Argumentaire en faveur d'une future baisse des taux
D'un autre côté, un nombre croissant d'économistes estiment que la prochaine mesure de la BCE sera plus probablement une baisse des taux, relançant potentiellement le cycle d'assouplissement monétaire interrompu en juin 2025. Les arguments en faveur de cette vision accommodante sont les suivants :
• Tendance désinflationniste : Avec une inflation globale à 1,7 % et une inflation sous-jacente en baisse, ces deux indicateurs s’éloignent de l’objectif de 2 % fixé par la BCE. Si cette tendance se poursuit, le maintien des taux inchangés pourrait s’avérer excessivement restrictif.
• Appréciation de l'euro : Un euro plus fort resserre de facto les conditions financières en rendant les importations moins chères. La BCE pourrait devoir compenser cet effet par une baisse des taux d'intérêt si la monnaie continue de s'apprécier.
• Pressions structurelles : L’afflux de produits chinois à prix compétitifs en Europe représente une force désinflationniste persistante susceptible de contenir les prix.
• Fragilité économique : Des poches de faiblesse persistent dans la zone euro, notamment dans le secteur manufacturier allemand, qui est confronté à une faible demande mondiale et à des coûts énergétiques élevés.

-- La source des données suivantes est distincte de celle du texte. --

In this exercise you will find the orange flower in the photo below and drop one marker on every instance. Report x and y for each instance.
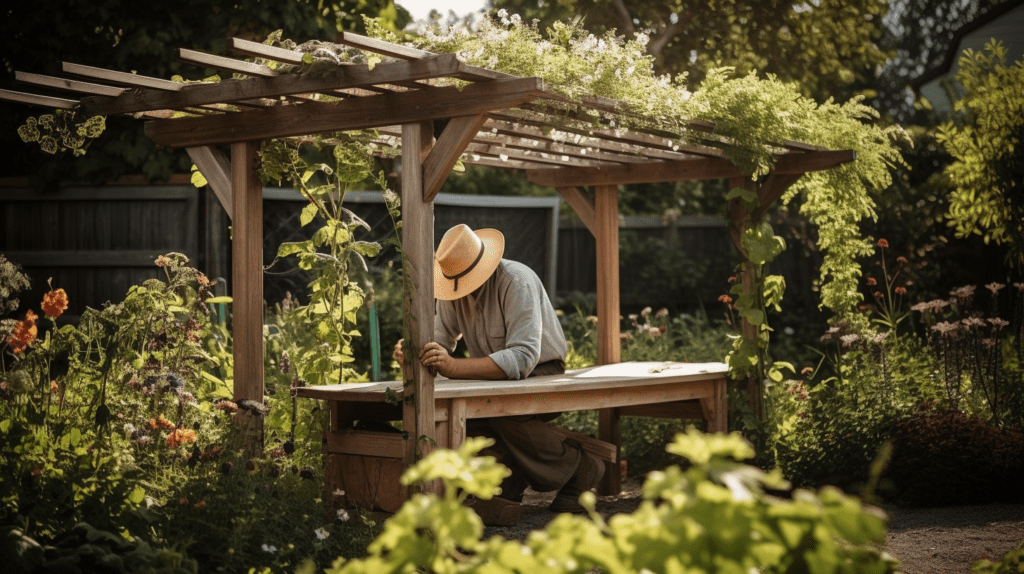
(179, 437)
(54, 303)
(24, 333)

En réalité, les décideurs politiques sont véritablement divisés, certains responsables affirmant qu'une hausse comme une baisse des taux sont des issues tout aussi plausibles en fonction des données qui seront publiées. Cette incertitude reflète la situation particulière de la BCE : ayant atteint son objectif d'inflation, elle est désormais confrontée à des risques importants dans les deux sens.
Diego Iscaro, responsable des études économiques européennes chez SP Global Market Intelligence, a résumé la position intermédiaire : « L’inflation sous-jacente restant un peu trop élevée pour être rassurante et compte tenu des attentes selon lesquelles l’économie de la zone euro reprendra de l’élan plus tard dans l’année, nous pensons que le scénario le plus probable est que la BCE maintiendra ses taux inchangés dans un avenir prévisible. »
L’économiste en chef de la BCE, Philip Lane, a exposé cette stratégie équilibrée à la mi-janvier. Il a indiqué que la banque centrale n’envisagerait pas de modification des taux à court terme si l’économie restait sur sa trajectoire prévue. Il a toutefois averti que de nouveaux chocs pourraient compromettre ces perspectives.
Cette déclaration reflète parfaitement la position actuelle de la BCE : maintenir le statu quo pour l’instant, mais se tenir prête à agir de manière décisive si la conjoncture économique évolue.